Abstract

In this article we have brought to bear on the complex problem of substance dependency the psychodynamic perspective: a model that views the problem from the inner experience and psychological structure of the individual drug user. Chronic drug dependence has been associated with a range of personality styles and psychopathologic conditions but most frequently with character disorder and vulnerability to depression. Regardless of specific symptoms or personality styles, certain characterologic features are repeatedly observed to characterize substance-dependent individuals. These include problems in affect management, narcissism, object relations, judgment, and self-care.

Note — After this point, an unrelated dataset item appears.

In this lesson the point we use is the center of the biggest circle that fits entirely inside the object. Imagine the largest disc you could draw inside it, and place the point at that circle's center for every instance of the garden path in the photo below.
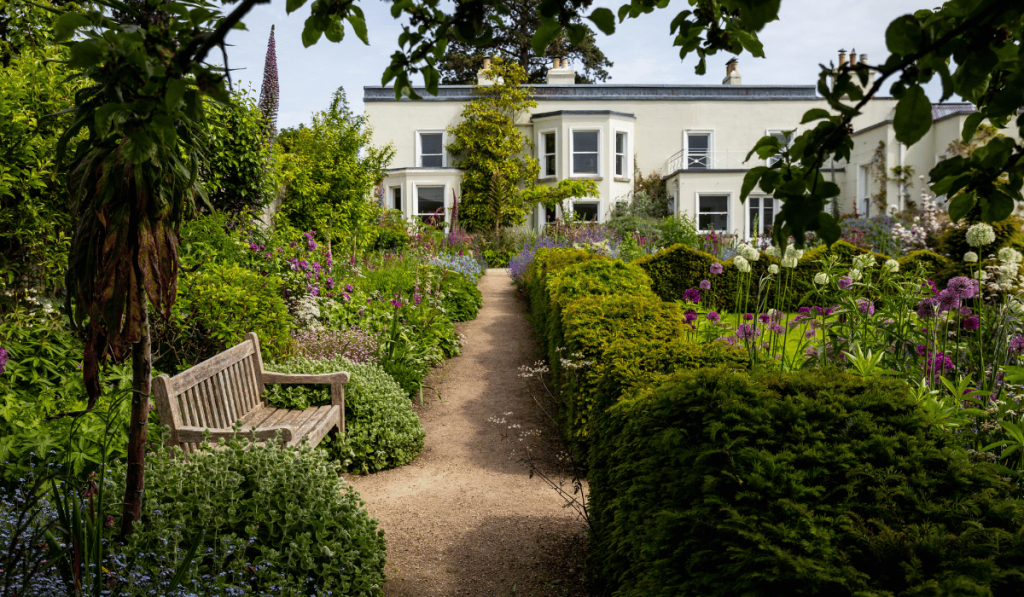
(465, 517)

These developmentally and structurally determined problems generally predispose individuals to drug dependence because they are the basis of the distresses that are relieved by drug-taking; they specifically predispose to drug dependence because, in various ways, the taking of drugs and the experience of their effects are syntonic with existing modes of defense, adaptation, and self-concept. The actual vulnerability to substance dependency can vary considerably both between individuals and for the same individual at different times. For many, a necessary precipitating event involves a severe crisis in which usual adaptive capacities are diminished and narcissistic vulnerability is intense. Once drug taking is initiated in a susceptible state and the user has experienced adaptive benefit from the experience, a variety of other processes are set in motion that often lead to the state of dependency. These processes include both regressive effects that can exacerbate the original character problem and progressive effects that promote stable functioning. In both cases, however, this may interfere with further maturation of character, particularly when onset of use occurs in adolescence. Dependency involves the gradual incorporation of the drug effects and their experienced need into the defensive structure building activity of the ego itself. Undoing a dependency involves dealing with the unconscious and conscious components of this outcome. The user must be able to relinquish behaviors and drug effects that have come to be experienced as a valued (even if also hated) part of the self-capacity to function, cope, and be comforted in distress.